My previous fold formed copper cuff was part of a small grouping that I worked on a few days ago, streamlining my efforts to maximize output.
The number of cuffs that I chose to work on was determined by the number of pieces I could fit on my solderite pads at my soldering/annealing workbench.
Once I had shaped the cuffs with the help of my bracelet mandrel, I cleaned the surfaces with a fine grit sanding block, revealing a fairly clean copper surface.
While I think this clean copper surface looks lovely, I appreciate the fact that metals will oxidize and maintaining this brightness is a real challenge.
Wax and/or lacquer can be used to protect a finish, and I am still in search of one that holds up to the effects of oxidation as well as exposure to oils and perspiration of the wearer.
Luckily, I like the patina of oxidized metal.
I like the warmth and richness, and I like how surface textures can be perceived with greater dimension.
Many of my copper and sterling pieces get treated with liver of sulfur to immediately develop a patina.My new cuffs were put in a solution of liver of sulfur that had been dissolved in hot water.
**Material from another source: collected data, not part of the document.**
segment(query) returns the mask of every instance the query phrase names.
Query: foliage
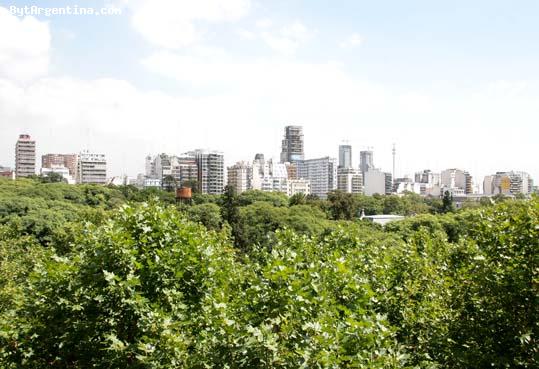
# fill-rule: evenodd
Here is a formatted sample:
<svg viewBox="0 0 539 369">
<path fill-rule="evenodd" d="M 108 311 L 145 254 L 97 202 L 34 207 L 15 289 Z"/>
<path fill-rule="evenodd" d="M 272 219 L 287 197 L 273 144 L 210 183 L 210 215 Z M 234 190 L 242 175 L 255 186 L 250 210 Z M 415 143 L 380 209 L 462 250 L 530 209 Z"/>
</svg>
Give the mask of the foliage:
<svg viewBox="0 0 539 369">
<path fill-rule="evenodd" d="M 273 206 L 287 206 L 289 199 L 282 192 L 263 192 L 259 190 L 244 191 L 238 195 L 238 205 L 247 206 L 255 202 L 268 202 Z"/>
<path fill-rule="evenodd" d="M 223 223 L 221 209 L 214 203 L 189 206 L 186 208 L 186 212 L 190 220 L 203 224 L 209 230 L 221 229 Z"/>
<path fill-rule="evenodd" d="M 453 195 L 449 191 L 444 192 L 442 198 L 442 213 L 450 213 L 455 211 L 455 204 L 453 204 Z"/>
<path fill-rule="evenodd" d="M 539 367 L 537 196 L 273 195 L 0 180 L 0 367 Z"/>
</svg>

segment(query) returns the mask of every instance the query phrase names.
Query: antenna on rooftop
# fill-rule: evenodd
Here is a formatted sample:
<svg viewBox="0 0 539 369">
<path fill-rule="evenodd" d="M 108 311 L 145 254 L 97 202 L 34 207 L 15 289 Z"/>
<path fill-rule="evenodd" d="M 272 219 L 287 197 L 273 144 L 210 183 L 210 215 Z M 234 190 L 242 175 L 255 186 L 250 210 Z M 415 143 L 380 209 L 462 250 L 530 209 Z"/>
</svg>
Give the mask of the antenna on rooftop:
<svg viewBox="0 0 539 369">
<path fill-rule="evenodd" d="M 397 150 L 395 149 L 395 144 L 393 144 L 393 150 L 391 150 L 393 153 L 393 182 L 395 182 L 395 155 L 397 154 Z"/>
</svg>

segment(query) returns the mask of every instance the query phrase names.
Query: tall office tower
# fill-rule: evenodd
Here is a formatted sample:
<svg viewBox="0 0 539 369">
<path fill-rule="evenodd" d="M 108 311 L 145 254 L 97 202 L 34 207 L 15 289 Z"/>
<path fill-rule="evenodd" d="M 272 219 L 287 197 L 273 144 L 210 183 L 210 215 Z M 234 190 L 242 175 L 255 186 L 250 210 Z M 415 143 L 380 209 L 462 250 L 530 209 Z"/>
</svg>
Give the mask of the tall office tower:
<svg viewBox="0 0 539 369">
<path fill-rule="evenodd" d="M 337 189 L 348 193 L 363 193 L 361 172 L 355 168 L 338 168 Z"/>
<path fill-rule="evenodd" d="M 199 191 L 210 195 L 222 194 L 225 188 L 223 153 L 199 149 L 187 154 L 196 158 Z"/>
<path fill-rule="evenodd" d="M 15 177 L 36 174 L 36 141 L 30 135 L 19 135 L 15 145 Z"/>
<path fill-rule="evenodd" d="M 227 174 L 227 184 L 233 187 L 237 194 L 251 189 L 253 167 L 249 163 L 239 161 L 227 168 Z"/>
<path fill-rule="evenodd" d="M 46 154 L 41 156 L 41 168 L 64 167 L 75 178 L 77 173 L 77 154 Z"/>
<path fill-rule="evenodd" d="M 374 169 L 373 152 L 371 150 L 360 151 L 359 170 L 365 179 L 365 172 Z"/>
<path fill-rule="evenodd" d="M 282 141 L 281 163 L 294 163 L 303 159 L 303 127 L 286 126 Z"/>
<path fill-rule="evenodd" d="M 328 192 L 337 189 L 337 159 L 326 156 L 302 160 L 297 165 L 298 178 L 311 183 L 311 194 L 325 199 Z"/>
<path fill-rule="evenodd" d="M 352 168 L 351 145 L 339 145 L 339 168 Z"/>
<path fill-rule="evenodd" d="M 105 154 L 82 151 L 77 157 L 77 183 L 107 183 L 107 158 Z"/>
<path fill-rule="evenodd" d="M 395 179 L 395 157 L 397 156 L 397 150 L 395 149 L 395 144 L 393 144 L 393 149 L 391 150 L 393 155 L 393 171 L 391 172 L 391 177 Z"/>
</svg>

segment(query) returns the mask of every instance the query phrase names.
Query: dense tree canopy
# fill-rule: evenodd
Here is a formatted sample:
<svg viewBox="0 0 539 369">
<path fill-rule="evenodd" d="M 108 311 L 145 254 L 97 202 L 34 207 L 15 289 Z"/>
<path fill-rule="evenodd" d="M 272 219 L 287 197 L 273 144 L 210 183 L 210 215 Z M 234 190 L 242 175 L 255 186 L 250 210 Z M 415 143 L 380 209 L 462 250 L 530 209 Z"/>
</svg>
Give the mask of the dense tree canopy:
<svg viewBox="0 0 539 369">
<path fill-rule="evenodd" d="M 0 180 L 0 367 L 539 367 L 537 197 L 282 200 Z"/>
</svg>

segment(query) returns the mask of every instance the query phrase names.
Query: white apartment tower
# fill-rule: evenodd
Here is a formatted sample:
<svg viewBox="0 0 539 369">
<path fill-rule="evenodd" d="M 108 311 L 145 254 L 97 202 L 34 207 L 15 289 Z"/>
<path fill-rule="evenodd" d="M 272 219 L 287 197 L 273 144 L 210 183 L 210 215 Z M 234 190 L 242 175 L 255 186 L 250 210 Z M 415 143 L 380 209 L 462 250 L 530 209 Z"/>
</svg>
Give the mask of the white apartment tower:
<svg viewBox="0 0 539 369">
<path fill-rule="evenodd" d="M 30 135 L 19 135 L 15 145 L 15 177 L 36 174 L 36 141 Z"/>
<path fill-rule="evenodd" d="M 249 163 L 240 161 L 227 168 L 227 183 L 234 188 L 237 194 L 251 189 L 253 167 Z"/>
<path fill-rule="evenodd" d="M 337 159 L 328 156 L 298 162 L 298 178 L 311 183 L 311 194 L 322 199 L 337 189 Z"/>
<path fill-rule="evenodd" d="M 220 195 L 225 188 L 224 156 L 218 151 L 195 150 L 193 155 L 198 167 L 198 188 L 201 193 Z"/>
</svg>

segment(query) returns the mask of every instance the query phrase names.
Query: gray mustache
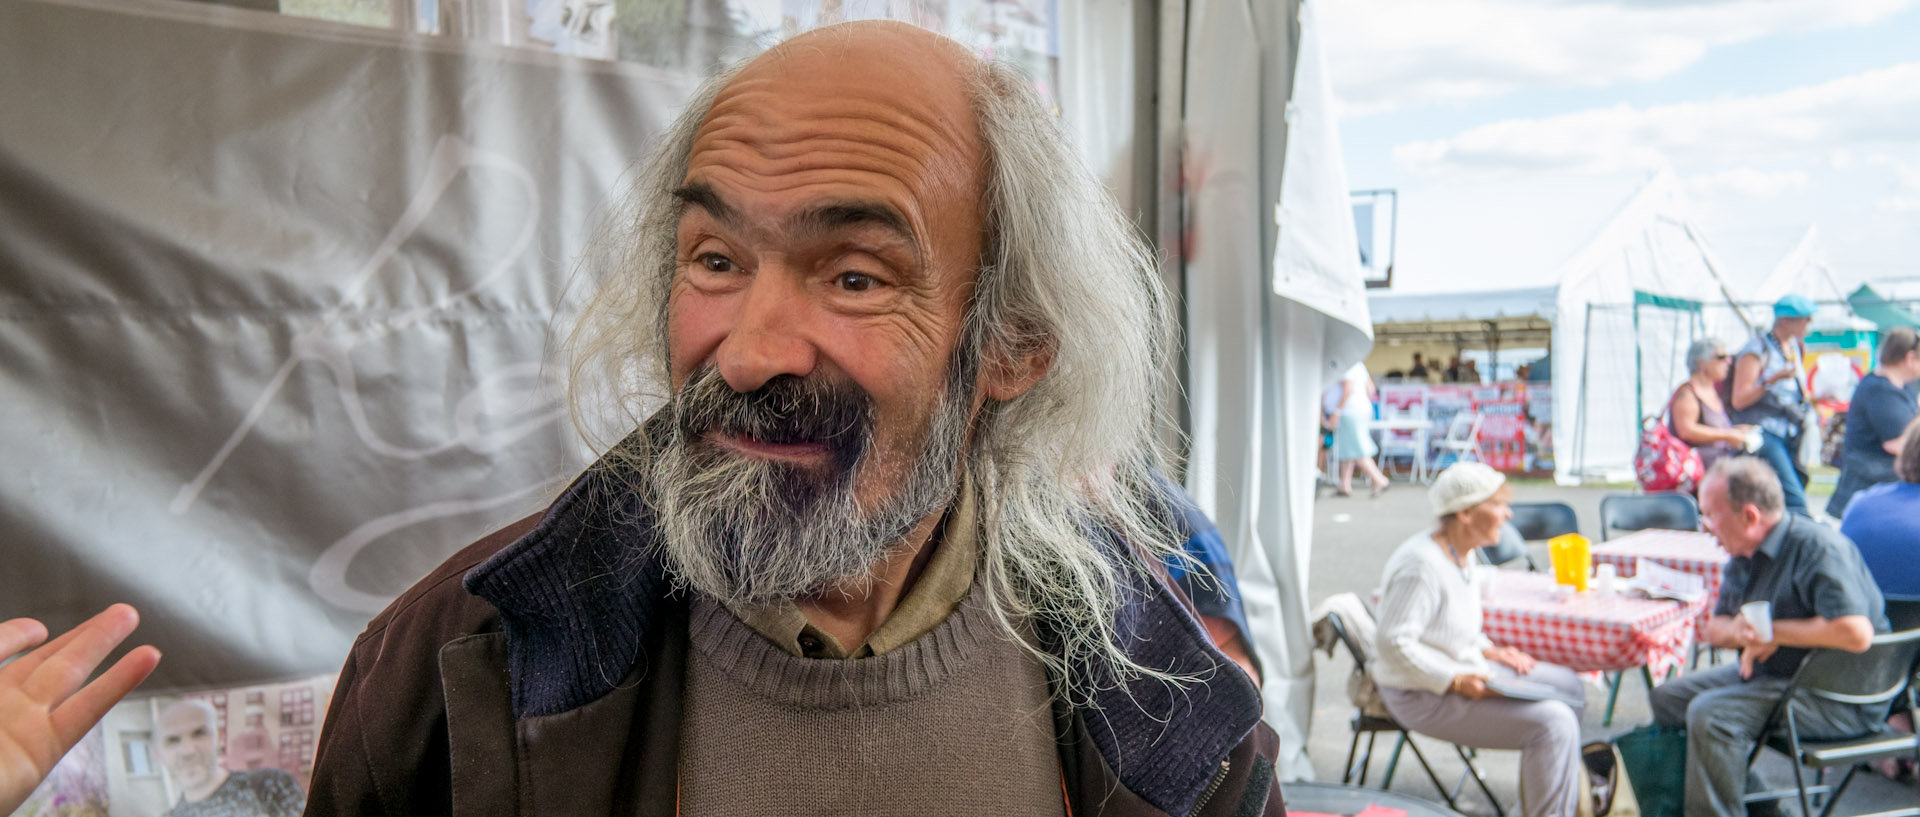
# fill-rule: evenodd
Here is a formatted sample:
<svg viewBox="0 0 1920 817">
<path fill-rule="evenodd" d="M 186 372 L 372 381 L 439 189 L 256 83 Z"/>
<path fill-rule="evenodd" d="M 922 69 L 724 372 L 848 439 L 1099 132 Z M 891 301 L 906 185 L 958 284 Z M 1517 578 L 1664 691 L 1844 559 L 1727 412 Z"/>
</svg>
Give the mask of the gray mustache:
<svg viewBox="0 0 1920 817">
<path fill-rule="evenodd" d="M 777 445 L 823 444 L 846 465 L 873 436 L 873 398 L 851 382 L 821 376 L 780 375 L 738 392 L 705 366 L 681 387 L 673 408 L 686 439 L 717 432 Z"/>
</svg>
To develop the patina, each piece was dipped until darkened, removed and wiped with a soft cotton cloth and dipped again.
I repeated these steps four to five times for each cuff.
A light cleaning with a fine grit sand block highlighted the details, especially in this cuff.
The copper strip for this cuff was first milled with some dried flowers, leaving ghostly impressions.
As shown in the last posting, fold forming creases are nicely highlighted with the same sanding block.
I love the way the copper takes on the appearance of well worn leather as the patina develops.